Speeding up itertools combinations with cython

I have the following code to generate all possible combinations in specified range using itertools but I cant get any speed improvements from using the code with cython. Original code is this:

from itertools import *

def x(e,f,g):
    a=[]        
    for c in combinations(range(e, f),g):
        d = list((c))
        a.append(d)

and after declaring types for cython:

from itertools import *

cpdef x(int e,int f,int g):        
    cpdef tuple c
    cpdef list a
    cpdef list d

    a=[]        
    for c in combinations(range(e, f),g):    
        d = list((c))
        a.append(d)

I saved the latter as test_cy.pyx and compiled using cythonize -a -i test_cy.pyx

After compiling, I created a new script with the following code and ran it:

import test_cy

test_cy.x(1,45,6)

I didnt get any significant speed improvement, still took about the same time as the original script, about 10.8 sec.

Is there anything I did wrong or is itertools already so optimised that there cant be any bigger improvements to its speed?

Solution

As already pointed out in the comments, you should not expect cython to speed-up your code because the most of the time the algorithm spends in itertools and creation of lists.

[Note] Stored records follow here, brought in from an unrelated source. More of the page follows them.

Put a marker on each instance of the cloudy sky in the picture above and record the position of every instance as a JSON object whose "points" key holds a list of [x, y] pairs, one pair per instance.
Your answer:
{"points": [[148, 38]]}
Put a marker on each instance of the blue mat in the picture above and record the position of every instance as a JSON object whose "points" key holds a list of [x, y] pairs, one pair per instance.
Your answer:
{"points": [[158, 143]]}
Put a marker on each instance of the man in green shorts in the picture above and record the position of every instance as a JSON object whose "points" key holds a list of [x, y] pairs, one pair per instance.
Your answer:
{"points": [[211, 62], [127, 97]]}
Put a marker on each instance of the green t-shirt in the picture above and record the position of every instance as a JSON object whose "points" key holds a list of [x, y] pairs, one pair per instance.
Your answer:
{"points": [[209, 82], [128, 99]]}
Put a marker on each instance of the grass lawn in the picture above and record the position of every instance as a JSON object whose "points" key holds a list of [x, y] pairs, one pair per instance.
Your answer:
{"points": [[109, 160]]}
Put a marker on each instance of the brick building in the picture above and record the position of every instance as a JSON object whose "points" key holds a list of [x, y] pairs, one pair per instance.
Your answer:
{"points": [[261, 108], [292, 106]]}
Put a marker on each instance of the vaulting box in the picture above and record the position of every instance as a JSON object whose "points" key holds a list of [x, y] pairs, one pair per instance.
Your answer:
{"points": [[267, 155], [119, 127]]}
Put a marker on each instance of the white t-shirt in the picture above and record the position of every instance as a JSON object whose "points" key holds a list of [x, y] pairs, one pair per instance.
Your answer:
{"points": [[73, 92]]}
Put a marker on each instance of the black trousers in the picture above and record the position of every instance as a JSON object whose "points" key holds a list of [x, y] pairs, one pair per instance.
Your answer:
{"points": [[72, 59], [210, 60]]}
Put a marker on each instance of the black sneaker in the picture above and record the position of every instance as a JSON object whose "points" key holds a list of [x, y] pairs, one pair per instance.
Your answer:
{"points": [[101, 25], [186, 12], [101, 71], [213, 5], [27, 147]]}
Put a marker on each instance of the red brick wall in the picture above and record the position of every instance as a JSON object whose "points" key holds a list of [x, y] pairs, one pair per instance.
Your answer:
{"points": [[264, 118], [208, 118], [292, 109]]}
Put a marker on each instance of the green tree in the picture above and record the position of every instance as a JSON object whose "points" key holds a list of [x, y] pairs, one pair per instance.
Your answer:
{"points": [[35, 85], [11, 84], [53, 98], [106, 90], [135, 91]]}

Because I'm curios to see how itertools's generic implementation fares against old-school-tricks, let's take a look at this Cython implementation of "all subsets k out of n":

%%cython

ctypedef unsigned long long ull

cdef ull next_subset(ull subset):
   cdef ull smallest, ripple, ones
   smallest = subset& -subset      
   ripple = subset + smallest    
   ones = subset ^ ripple    
   ones = (ones >> 2)//smallest 
   subset= ripple | ones    
   return subset


cdef subset2list(ull subset, int offset, int cnt):  
    cdef list lst=[0]*cnt #pre-allocate
    cdef int current=0;
    cdef int index=0
    while subset>0:
        if((subset&1)!=0):
            lst[index]=offset+current
            index+=1
        subset>>=1
        current+=1
    return lst

def all_k_subsets(int start, int end, int k):
    cdef int n=end-start      
    cdef ull MAX=1L<<n;
    cdef ull subset=(1L<<k)-1L;
    lst=[]
    while(MAX>subset):
         lst.append(subset2list(subset, start, k))
         subset=next_subset(subset)
    return lst

This implementation uses some well-known bit-tricks and has the limitation, that it only works for at most 64 elements.

If we compare both approaches:

>>> %timeit x(1,45,6)
2.52 s ± 108 ms per loop (mean ± std. dev. of 7 runs, 1 loop each)

>>> %timeit all_k_subsets(1,45,6)
1.29 s ± 5.16 ms per loop (mean ± std. dev. of 7 runs, 1 loop each)

The speed-up of factor 2 is quite disappointing.

However, the bottle-neck is the creation of the lists and not the calculation itself - it is easy to check, that without list creation the calculation would take about 0.1 seconds.

My take away from it: if you are serious about speed you should not create so many lists but proceed the subset on the fly (best in cython) - a speed-up of more than 10 is possible. If it is a must to have all subsets as lists, so you cannot expect a huge speed-up.